What is caching and why is it important?

Answer

Caching stores copies of frequently accessed data in fast storage (memory) so future requests are served faster, reducing load on the origin (database, API). The fundamental trade-off: freshness (accuracy) vs speed. Cache levels: (1) Client-side: browser cache (CSS, images, JS — reduces network requests); (2) CDN: geographically distributed caches for static content; (3) Application cache: in-process cache (local variable, per-instance — fast but not shared); (4) Distributed cache: Redis, Memcached — shared across multiple app servers; (5) Database cache: query result cache, InnoDB buffer pool.
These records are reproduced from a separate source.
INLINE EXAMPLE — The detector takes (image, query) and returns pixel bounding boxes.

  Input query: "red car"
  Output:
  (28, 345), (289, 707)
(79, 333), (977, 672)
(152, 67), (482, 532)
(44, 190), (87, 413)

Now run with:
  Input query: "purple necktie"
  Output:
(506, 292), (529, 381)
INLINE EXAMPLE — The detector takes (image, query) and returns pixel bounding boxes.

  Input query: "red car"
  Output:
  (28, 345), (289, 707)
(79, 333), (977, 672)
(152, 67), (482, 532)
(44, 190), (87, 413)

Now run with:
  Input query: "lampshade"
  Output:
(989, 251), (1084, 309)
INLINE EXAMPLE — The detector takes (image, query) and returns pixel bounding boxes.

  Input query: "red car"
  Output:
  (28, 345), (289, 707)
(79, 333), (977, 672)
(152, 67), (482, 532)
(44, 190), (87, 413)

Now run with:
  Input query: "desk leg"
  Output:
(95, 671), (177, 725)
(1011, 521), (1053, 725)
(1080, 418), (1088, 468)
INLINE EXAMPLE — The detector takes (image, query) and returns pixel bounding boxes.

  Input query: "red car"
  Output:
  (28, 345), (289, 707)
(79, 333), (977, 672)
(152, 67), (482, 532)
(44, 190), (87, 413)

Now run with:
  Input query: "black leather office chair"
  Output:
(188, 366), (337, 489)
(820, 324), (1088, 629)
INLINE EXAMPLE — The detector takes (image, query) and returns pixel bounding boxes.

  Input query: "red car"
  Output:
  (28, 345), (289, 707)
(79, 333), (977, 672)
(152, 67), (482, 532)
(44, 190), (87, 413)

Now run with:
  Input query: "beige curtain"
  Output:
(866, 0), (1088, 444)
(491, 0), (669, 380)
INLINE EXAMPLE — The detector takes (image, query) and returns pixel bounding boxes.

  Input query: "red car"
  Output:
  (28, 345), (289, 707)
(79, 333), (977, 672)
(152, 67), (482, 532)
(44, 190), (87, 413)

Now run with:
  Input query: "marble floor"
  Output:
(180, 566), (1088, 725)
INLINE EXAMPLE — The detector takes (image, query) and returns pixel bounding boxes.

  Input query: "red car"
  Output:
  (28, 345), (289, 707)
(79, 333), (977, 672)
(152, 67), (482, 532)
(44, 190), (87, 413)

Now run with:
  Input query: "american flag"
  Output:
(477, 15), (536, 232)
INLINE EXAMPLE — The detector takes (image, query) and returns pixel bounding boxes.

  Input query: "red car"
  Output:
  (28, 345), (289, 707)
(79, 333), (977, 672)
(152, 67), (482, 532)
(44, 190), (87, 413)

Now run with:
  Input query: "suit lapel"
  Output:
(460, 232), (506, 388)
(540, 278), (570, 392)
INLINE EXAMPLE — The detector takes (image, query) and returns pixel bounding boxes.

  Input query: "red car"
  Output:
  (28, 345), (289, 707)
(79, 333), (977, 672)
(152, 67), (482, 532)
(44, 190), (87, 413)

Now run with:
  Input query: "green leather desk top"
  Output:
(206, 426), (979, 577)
Cache patterns: Cache-aside (Lazy Loading): app checks cache first, on miss reads from DB and populates cache — most common; Write-through: write to cache AND DB simultaneously — no stale data, but every write hits both; Write-back (Write-behind): write to cache only, flush to DB asynchronously — fastest writes, risk of data loss; Read-through: cache sits in front of DB, handles loading automatically. Cache eviction policies: LRU (Least Recently Used), LFU (Least Frequently Used), TTL-based expiry, FIFO. Cache invalidation is notoriously hard — when data changes, stale cached copies must be invalidated or expired. "There are only two hard things in CS: cache invalidation and naming things."